Defined Benefit (pension) Plan: Advantages and Disadvantages
Advantages
Guaranteed Retirement Income: Employees are promised a specific monthly benefit upon retirement, providing financial security and predictability. The amount is usually calculated based on factors like years of service and salary.
Employer Bears Investment Risk: The employer is responsible for funding the plan and managing the investments. Employees receive their promised benefits regardless of the plan’s investment performance.
No Investment Decisions Required: Employees are not required to make investment decisions or worry about market fluctuations, which can simplify retirement planning.
Predictable Payouts: The benefit is often based on a formula that includes years of service and salary, making it easier for employees to estimate their retirement income.

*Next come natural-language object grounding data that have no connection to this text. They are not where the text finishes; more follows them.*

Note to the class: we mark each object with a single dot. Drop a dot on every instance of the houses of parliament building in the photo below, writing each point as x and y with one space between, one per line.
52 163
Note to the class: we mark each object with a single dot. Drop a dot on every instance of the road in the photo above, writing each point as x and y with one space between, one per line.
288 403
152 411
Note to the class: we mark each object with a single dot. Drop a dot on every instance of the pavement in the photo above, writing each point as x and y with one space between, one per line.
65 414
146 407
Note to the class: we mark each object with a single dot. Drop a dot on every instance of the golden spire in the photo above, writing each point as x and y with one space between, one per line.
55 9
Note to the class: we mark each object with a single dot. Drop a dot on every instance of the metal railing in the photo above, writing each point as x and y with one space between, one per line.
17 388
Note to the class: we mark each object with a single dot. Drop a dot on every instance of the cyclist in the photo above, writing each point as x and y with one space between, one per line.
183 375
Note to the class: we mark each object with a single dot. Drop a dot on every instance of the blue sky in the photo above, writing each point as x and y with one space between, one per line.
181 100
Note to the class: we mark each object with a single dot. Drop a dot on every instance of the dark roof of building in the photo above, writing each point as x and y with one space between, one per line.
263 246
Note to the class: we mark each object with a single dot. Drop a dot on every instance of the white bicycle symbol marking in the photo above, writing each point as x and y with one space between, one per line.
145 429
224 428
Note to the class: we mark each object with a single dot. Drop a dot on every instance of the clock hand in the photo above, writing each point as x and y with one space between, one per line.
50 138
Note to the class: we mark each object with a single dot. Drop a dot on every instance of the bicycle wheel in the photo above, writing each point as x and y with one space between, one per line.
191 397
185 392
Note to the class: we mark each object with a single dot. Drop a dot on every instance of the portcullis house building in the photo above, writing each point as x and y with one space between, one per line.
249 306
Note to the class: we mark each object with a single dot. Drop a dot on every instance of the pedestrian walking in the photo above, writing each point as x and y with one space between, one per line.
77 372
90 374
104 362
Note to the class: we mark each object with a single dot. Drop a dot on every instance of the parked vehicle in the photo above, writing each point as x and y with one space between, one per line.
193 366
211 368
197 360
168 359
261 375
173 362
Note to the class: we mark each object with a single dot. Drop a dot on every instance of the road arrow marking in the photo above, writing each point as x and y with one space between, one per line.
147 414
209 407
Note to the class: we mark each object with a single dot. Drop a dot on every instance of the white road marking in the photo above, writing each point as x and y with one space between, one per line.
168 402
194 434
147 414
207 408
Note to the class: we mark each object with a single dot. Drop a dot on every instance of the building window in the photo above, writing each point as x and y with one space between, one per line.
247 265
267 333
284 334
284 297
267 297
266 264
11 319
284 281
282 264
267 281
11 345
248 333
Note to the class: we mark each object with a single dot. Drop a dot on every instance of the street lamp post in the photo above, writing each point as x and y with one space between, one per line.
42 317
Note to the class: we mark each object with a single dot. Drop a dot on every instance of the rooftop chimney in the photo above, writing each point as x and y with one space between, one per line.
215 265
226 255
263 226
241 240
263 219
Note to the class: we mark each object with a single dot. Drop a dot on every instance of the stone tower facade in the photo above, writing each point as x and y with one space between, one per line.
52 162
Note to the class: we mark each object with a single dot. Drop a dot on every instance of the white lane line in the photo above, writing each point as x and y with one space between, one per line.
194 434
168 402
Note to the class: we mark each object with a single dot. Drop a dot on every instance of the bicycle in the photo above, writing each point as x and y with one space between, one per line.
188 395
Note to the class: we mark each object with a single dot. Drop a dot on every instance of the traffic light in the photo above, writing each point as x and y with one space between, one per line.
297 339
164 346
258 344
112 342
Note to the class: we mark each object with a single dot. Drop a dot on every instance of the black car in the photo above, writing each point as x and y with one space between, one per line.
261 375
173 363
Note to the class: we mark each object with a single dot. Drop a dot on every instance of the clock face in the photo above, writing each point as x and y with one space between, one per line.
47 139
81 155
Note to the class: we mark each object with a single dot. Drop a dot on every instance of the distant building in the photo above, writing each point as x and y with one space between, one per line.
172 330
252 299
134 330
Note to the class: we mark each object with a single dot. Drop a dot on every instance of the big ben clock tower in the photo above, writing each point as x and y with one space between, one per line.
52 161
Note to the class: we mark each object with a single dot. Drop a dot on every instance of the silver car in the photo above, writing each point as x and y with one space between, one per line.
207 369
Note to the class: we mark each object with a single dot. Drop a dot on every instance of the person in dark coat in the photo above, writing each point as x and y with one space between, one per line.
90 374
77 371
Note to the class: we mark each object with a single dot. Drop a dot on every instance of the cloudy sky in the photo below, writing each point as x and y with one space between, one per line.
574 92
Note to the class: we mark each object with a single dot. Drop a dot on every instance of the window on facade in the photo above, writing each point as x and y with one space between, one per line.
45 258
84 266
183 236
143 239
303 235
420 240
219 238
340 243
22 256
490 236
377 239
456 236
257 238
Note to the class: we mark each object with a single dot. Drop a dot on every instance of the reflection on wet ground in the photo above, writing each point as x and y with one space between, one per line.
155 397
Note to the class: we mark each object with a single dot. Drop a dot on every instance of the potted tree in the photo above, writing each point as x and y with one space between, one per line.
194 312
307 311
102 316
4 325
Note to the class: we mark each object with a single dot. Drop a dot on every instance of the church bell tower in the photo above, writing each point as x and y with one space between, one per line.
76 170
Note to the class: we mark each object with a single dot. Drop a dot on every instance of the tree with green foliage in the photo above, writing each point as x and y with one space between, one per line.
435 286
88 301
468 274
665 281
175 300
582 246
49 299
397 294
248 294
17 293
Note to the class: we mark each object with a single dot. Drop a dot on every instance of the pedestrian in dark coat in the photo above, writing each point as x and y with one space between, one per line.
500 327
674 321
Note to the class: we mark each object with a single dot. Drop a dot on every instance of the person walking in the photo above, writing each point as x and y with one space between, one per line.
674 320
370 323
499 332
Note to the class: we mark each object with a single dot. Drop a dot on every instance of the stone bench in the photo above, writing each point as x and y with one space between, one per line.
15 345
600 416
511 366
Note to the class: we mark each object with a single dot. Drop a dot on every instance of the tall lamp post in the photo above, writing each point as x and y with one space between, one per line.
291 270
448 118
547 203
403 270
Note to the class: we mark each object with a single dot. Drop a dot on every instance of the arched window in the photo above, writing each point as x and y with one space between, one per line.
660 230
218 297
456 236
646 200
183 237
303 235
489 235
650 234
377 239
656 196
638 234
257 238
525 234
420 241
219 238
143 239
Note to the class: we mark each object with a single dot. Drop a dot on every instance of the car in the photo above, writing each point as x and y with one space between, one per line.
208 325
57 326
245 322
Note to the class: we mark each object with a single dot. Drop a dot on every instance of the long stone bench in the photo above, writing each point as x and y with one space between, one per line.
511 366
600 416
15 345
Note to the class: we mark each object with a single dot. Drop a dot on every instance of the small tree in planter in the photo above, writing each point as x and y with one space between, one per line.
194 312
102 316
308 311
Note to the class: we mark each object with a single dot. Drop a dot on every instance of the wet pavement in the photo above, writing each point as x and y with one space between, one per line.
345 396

Potential for Early Retirement Benefits: Some defined benefit plans offer early retirement options with reduced benefits, which can be appealing to employees who want to retire before the typical retirement age.
Spousal Benefits: Many DB plans include options for spousal benefits, providing financial security to a surviving spouse in the event of the employee's death.
Disadvantages
Lack of Portability:
Defined benefit plans are generally not portable. If an employee leaves a company before becoming fully vested, they may lose some or all of their pension benefits. Even if vested, the benefits are often frozen at the level they were when the employee left the company.
Limited Control:
Employees have no control over the investment of the plan’s assets, and the benefit amount is fixed by the plan’s formula, not by individual contributions or investment performance.
Employer Funding Risk:
If the employer faces financial difficulties, the pension plan may be underfunded. In extreme cases, if the company goes bankrupt, the pension benefits might be reduced, although some protections exist under programs like the Pension Benefit Guaranty Corporation (PBGC) in the U.S.

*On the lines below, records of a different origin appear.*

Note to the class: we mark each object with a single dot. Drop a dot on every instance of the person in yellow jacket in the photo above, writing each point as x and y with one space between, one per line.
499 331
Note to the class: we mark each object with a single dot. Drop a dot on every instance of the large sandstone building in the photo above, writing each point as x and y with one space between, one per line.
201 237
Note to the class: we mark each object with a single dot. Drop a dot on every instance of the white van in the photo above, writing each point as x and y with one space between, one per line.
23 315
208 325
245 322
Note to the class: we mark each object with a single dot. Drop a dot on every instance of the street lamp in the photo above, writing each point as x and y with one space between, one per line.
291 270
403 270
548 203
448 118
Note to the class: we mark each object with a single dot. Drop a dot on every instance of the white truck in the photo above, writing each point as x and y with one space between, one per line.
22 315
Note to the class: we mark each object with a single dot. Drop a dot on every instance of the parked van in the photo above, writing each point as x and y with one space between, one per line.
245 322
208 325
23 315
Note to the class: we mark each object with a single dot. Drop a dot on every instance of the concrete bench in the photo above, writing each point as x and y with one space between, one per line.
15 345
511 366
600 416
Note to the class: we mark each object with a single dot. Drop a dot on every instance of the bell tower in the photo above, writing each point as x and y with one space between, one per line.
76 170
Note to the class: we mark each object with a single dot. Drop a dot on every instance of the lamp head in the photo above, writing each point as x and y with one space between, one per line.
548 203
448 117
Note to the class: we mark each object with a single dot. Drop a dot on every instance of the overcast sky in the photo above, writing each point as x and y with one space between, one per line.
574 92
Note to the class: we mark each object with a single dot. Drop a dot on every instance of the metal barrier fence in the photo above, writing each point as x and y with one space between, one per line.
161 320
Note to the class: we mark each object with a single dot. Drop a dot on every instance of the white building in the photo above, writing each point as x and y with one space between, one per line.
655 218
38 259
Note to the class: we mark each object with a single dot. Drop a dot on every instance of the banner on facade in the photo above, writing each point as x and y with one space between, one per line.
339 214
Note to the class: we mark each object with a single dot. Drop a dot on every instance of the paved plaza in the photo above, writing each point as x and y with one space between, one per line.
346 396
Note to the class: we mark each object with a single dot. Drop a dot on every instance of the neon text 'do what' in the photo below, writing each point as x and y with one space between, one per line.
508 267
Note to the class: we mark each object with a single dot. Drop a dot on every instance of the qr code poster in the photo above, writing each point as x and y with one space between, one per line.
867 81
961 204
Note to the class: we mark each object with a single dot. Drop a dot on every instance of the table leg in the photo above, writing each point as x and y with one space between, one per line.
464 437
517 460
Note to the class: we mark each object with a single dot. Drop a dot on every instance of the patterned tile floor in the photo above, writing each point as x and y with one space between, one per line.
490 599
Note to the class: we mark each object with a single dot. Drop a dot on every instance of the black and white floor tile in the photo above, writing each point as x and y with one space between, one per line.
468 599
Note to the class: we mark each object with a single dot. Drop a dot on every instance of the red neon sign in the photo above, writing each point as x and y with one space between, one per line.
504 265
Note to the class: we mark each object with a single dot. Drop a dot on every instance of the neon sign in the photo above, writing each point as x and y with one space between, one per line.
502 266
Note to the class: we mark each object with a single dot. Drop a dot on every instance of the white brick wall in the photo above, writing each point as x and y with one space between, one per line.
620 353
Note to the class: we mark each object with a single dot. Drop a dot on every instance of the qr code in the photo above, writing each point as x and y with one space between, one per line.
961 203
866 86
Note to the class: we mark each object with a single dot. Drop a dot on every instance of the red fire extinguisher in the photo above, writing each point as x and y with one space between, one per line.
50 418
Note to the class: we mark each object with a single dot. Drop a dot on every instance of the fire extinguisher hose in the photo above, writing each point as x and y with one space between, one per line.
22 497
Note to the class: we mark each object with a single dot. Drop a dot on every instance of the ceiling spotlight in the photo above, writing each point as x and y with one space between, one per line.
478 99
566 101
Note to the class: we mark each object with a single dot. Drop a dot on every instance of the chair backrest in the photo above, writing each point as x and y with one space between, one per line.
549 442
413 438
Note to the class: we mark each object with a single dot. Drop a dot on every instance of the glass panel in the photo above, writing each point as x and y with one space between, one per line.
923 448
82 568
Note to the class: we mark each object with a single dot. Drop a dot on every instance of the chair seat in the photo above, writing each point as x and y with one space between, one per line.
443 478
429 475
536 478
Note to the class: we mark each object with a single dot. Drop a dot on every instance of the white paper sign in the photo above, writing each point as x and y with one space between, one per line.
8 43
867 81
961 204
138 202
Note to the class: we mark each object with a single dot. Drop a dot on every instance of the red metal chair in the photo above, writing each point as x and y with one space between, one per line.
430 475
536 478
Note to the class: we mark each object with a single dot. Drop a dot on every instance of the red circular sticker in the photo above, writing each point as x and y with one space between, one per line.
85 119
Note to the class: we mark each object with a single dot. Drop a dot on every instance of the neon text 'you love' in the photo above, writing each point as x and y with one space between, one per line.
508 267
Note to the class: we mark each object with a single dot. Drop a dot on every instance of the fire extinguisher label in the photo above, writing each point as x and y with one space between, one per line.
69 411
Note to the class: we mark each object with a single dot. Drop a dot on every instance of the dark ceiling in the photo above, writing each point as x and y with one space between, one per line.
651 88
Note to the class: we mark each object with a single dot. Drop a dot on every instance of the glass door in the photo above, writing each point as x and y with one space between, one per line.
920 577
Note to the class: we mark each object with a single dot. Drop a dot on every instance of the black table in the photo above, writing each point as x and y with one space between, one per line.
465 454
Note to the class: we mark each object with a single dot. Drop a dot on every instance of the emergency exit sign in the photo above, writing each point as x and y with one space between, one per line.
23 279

Inflexibility: DB plans usually offer fewer options for accessing funds before retirement compared to defined contribution plans. Early withdrawals or loans against the plan are typically not allowed.
Costly for Employers:
Defined benefit plans can be expensive for employers to maintain, particularly if they must make up for investment shortfalls or changes in actuarial assumptions. This has led many employers to freeze or close DB plans in favor of defined contribution plans.
Inflation Risk:
Unless the plan includes cost-of-living adjustments (COLAs), the fixed benefit amount may lose purchasing power over time due to inflation, which could erode the value of retirement income.